Due to conceptually ambitious design of Automatic Statisticians, the implementation of AutoStatR was faced by a variety of challenges, of which some remain open for future research. (Steinruecken et al. 2019) already list several design challenges that go along with the implementation of an Automatic Statistician:

  • User interaction: The user should be able to interact with the system and influence the choices it makes. The system than engages a dialogue with the user to explain the results that were found.
  • Missing and messy data: Some machine learning models struggle with missing data values and other defects on the data set. Therefore, automatic data pre-processing is an important requirement.
  • Resource allocation: Resource constraints such as limited computer power or limited time should be handled by the Automatic Statistician.

While TPOT incorporates mechanisms for resource allocation such as processing time restriction and also pre-processes the data in it’s pipelines up to a certain degree (e.g. feature selection), user interaction is still outstanding for AutoStatR. This is because an adequate user interaction requires technology that can provide a user experience such as a web-technology-based solution. Since AutoStatR is an R package, user interaction might be build on top of it. Apart from that, two main challenges remain that were observed during the development and testing of AutoStatR which we want to highlight in the following.

3.5.0.1 Data input

Data sets that are given to an Automatic Statistician can be of arbitrary size and quality. First of all, they can range from a few features and observations up to thousands of features and million of rows. Since the output of an Automatic Statistician is a report, this report suffers if data size gets to large because the amount of visualized content gets very complex. The question is whether the report is still a suitable output format to deal with massive data sets. Second, data pre-processing sometimes requires a large amount of manual work which makes up to 70% of all the efforts done in data science projects. The problem is that missing or dirty data in data sets can be so diverse, ranging from missing values over wrong values to miss-spelled column names, that automatic pre-processing can be a project on its own. Of course, missing data can be re-generated through automatic data imputation, but bad data quality is so much more than only missing values and it should be possible for the user to also intervene manually.
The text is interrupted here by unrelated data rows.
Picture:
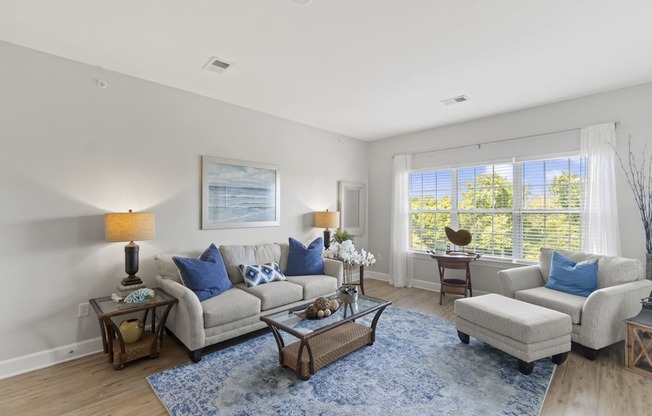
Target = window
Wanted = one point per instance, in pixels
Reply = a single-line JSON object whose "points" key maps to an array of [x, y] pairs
{"points": [[512, 209]]}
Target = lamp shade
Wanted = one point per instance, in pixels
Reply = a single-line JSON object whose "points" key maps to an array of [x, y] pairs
{"points": [[327, 219], [129, 226]]}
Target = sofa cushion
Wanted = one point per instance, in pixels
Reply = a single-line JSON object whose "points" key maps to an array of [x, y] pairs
{"points": [[553, 299], [315, 285], [274, 294], [166, 267], [258, 274], [283, 262], [235, 255], [205, 276], [230, 306], [612, 271], [575, 278], [304, 260]]}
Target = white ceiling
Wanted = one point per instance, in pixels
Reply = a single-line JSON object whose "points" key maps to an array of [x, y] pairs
{"points": [[363, 68]]}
3.5.0.2 Trade-off between model fit and interpretability

The second point that we want to mention here relates to the principle of model-agnostic methods that was used in AutoStatR. We already mentioned that model-agnostic methods are significantly different from using interpretable machine learning models. Clearly, there is a tradeoff to be made. While interpretable models best explain the inner dependencies of the model but restrict the repertoire of models to select from, the model-agnostic approach might use any machine learning model, but yields less sophisticated explanations if the model gets to complex (Molnar 2019).

References

CambridgeUniversity. 2014. “Google awards $ 750.000 for The Automatic Statistician.” 2014. http://mlg.eng.cam.ac.uk/?p=1578.
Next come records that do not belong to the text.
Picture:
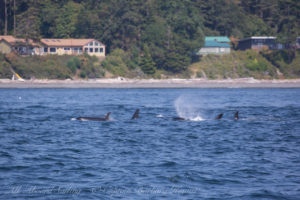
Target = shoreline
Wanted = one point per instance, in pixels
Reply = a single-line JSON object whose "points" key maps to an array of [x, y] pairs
{"points": [[151, 83]]}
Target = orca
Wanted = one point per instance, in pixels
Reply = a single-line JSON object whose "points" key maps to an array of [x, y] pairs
{"points": [[179, 119], [105, 118], [236, 115], [219, 116], [136, 114]]}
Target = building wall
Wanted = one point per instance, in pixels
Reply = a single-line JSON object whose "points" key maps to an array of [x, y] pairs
{"points": [[4, 47], [259, 44], [214, 50], [92, 50], [245, 44]]}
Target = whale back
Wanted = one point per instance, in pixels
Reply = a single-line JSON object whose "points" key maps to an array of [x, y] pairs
{"points": [[136, 114], [106, 118]]}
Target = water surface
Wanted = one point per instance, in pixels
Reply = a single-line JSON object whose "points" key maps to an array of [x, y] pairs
{"points": [[44, 154]]}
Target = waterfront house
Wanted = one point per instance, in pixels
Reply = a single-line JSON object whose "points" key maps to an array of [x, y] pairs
{"points": [[259, 43], [10, 44], [217, 45], [73, 47]]}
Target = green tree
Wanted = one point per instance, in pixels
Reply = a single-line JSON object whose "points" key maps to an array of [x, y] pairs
{"points": [[147, 64]]}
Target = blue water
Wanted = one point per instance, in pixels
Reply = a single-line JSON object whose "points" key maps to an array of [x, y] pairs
{"points": [[46, 154]]}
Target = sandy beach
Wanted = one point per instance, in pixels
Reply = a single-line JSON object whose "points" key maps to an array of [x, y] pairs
{"points": [[151, 83]]}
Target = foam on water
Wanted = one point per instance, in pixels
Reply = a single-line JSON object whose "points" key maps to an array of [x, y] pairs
{"points": [[187, 108]]}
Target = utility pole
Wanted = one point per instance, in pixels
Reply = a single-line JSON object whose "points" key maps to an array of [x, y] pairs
{"points": [[15, 18], [5, 19]]}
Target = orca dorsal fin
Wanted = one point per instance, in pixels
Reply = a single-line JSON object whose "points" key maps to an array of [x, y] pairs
{"points": [[219, 116], [236, 115], [107, 116], [136, 114]]}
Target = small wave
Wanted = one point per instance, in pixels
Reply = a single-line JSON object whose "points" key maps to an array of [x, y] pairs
{"points": [[198, 118]]}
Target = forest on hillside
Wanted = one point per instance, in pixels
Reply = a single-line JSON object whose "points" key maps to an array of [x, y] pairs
{"points": [[153, 34]]}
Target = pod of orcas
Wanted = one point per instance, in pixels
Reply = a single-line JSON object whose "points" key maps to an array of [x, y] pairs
{"points": [[136, 116]]}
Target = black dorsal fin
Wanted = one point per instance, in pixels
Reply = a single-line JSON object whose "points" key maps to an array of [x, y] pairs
{"points": [[136, 114], [107, 116]]}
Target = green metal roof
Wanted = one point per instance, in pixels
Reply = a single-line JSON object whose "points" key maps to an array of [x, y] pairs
{"points": [[217, 38], [217, 42]]}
Hwang, Yunseong, Anh Tong, and Jaesik Choi. 2015. “The Automatic Statistician: A Relational Perspective.” arXiv:1511.08343 [cs.LG].

Lloyd, James Robert, David Duvenaud, Roger Grosse, Joshua Tenenbaum, and Zoubin Ghahramani. 2014. “Automatic Construction and Natural-Language Description of Nonparametric Regression Models.” In Twenty-Eighth Aaai Conference on Artificial Intelligence.
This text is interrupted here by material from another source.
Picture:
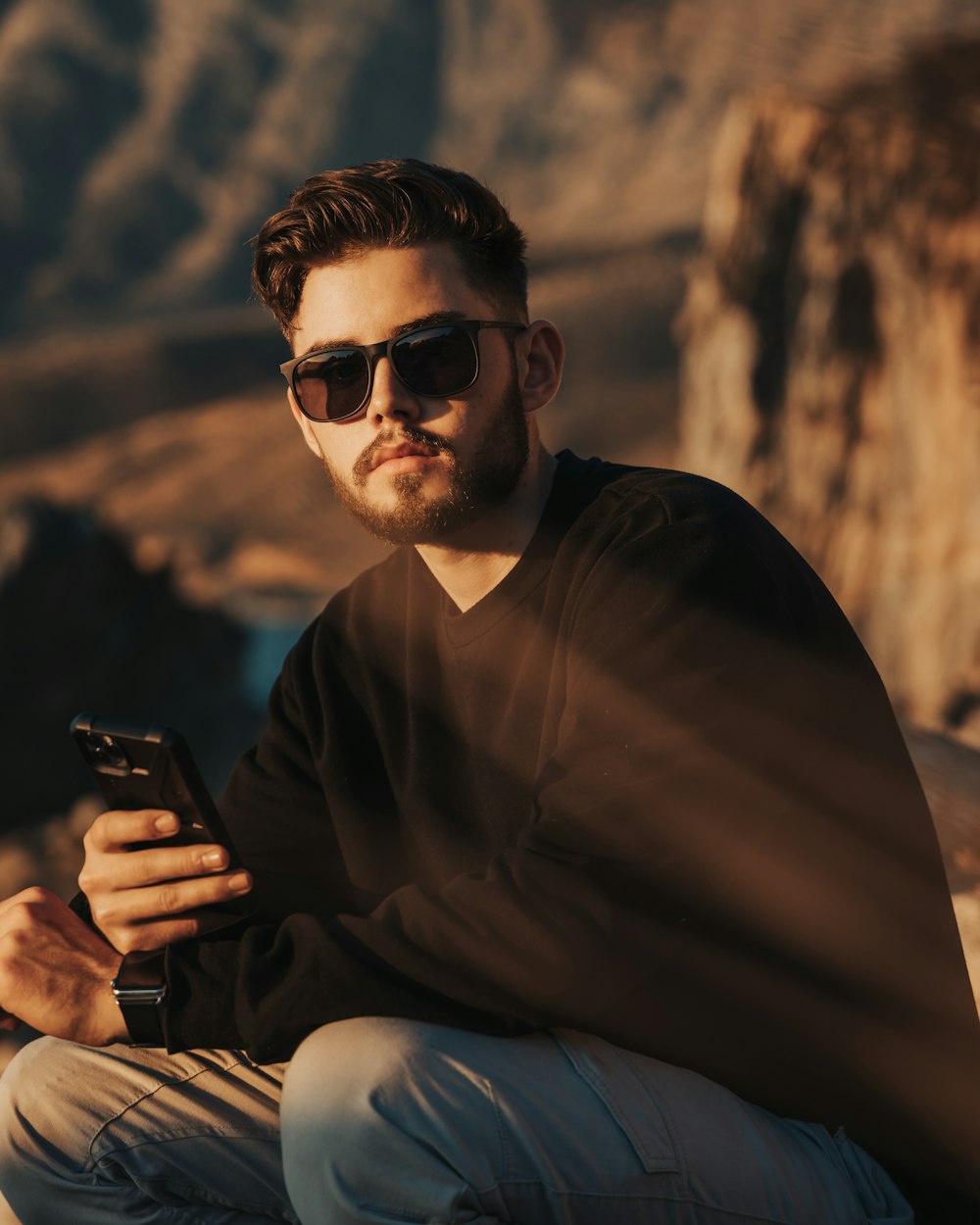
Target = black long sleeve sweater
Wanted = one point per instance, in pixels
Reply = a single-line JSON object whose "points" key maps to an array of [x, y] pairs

Miller, Tim. 2019. “Explanation in Artificial Intelligence: Insights from the Social Sciences.” Artif. Intell. 267: 1–38.

Molnar, Christoph. 2019. Interpretable Machine Learning: A Guide for Making Black Box Models Explainable.

Mrkšić, Nikola. 2014. “Kernel Structure Discovery for Gaussian Process Classification.” Master’s thesis, Computer Laboratory, University of Cambridge.

Steinruecken, Smith, Janz, Lloyd, and Ghahramani. 2019. “The Automatic Statistician.” In Automated Machine Learning. Springer.